I have an HLS project that does image processing on video streams. It does some changes to the pixels through a convolution of each pixel with its nearest neighbors. The convolution requires coefficients stored in a lookup table (ROM) used to scale the neighboring pixel values in a sort of multiply-accumulate. The coefficients required vary with the 8-bit pixel values, and the neighbors distance from the pixel, so a lookup table of coefficients is required. The ROM is named GE and is coded in C++ as a three-dimensional (256 x 2 x 2) array of uint8. This should require storage for 1024 bytes of coefficients.
This convolution (multiply-accumulate with nearest neighbors) is done for each bit in the frame, so there is a big loop in the code that I have specified to be unrolled.
The filter.cpp component/design to be synthesized by HLS simply specifies an input and output stream:
void filter (stream_in_t &double_inputstream, stream_out_t &sout)
After the filter is compiled by i++ for the Arria target, the filter_inst.v (top-level module declaration) gives me the streaming interfaces I expect, and the customary start/busy/stall/done, but also gives me two extra interfaces that I did not expect:
See below.
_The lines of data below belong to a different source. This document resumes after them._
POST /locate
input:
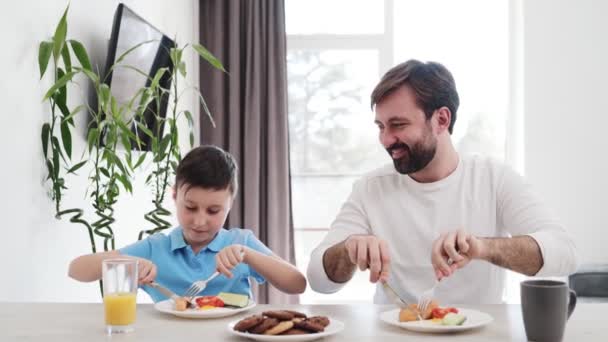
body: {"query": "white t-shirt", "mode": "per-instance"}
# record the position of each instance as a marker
(482, 196)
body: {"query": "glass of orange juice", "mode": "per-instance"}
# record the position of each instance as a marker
(119, 293)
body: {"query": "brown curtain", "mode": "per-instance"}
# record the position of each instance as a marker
(249, 107)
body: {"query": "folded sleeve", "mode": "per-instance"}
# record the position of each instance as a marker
(351, 220)
(254, 243)
(522, 212)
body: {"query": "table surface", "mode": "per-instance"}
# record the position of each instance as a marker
(84, 322)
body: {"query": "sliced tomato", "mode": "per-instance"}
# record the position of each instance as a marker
(209, 301)
(439, 312)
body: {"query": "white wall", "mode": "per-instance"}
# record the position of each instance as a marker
(566, 73)
(35, 249)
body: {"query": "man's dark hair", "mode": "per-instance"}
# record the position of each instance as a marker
(432, 83)
(208, 167)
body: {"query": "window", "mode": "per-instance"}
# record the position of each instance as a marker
(337, 52)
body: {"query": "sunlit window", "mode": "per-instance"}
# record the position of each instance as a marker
(337, 52)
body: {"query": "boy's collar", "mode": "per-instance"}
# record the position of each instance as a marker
(177, 240)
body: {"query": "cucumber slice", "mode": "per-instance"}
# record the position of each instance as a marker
(234, 299)
(453, 319)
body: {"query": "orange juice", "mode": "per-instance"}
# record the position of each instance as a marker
(120, 308)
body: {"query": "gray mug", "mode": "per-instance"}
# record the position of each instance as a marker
(546, 306)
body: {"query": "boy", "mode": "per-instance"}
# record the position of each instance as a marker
(205, 186)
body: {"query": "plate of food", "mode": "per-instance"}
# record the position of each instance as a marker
(285, 325)
(223, 305)
(436, 319)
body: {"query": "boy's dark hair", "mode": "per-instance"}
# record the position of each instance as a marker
(208, 167)
(432, 83)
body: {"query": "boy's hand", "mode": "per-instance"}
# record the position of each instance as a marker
(146, 271)
(228, 258)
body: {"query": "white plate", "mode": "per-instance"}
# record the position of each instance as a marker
(475, 319)
(334, 327)
(167, 306)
I'm guessing that the tool is not able to synthesize a ROM within the filter and is assuming the ROM is external to the filter. Perhaps the three-dimensional aspect is making this difficult? The Arria has plenty of resources left so there is room for much more RAM if it is required.
Has anyone seen something similar? Can anyone explain why I have these two extra interfaces? I am using HLS Pro v18.1.
I can answer my own question. The GE variable is a (constant) global variable in my design. It had *not* been declared as a "const". The HLS compiler considers global variables to exist outside of the component. Because the component does not own global values, the compiler is unable to make any assumptions about the value when performing optimizations. Even if the testbench maintains a global variable with a constant value, the compiler will not assume that the variable is constant in all situations. On the other hand, const qualified global variables are guaranteed to remain constant in all situations. So const qualified global variables can be folded into the component and fully optimized.
The input GE port and Avalon-MM interface are used to pass the location and fetch the value of 'GE' from an external memory. In the const qualified case the constant is optimized into the datapath and does not need to be fetched.
So, lesson learned - when declaring constants as global variables, make sure to use the "const" keyword in the variable declaration. Now that I have done this, those interfaces are no longer added to the synthesized design.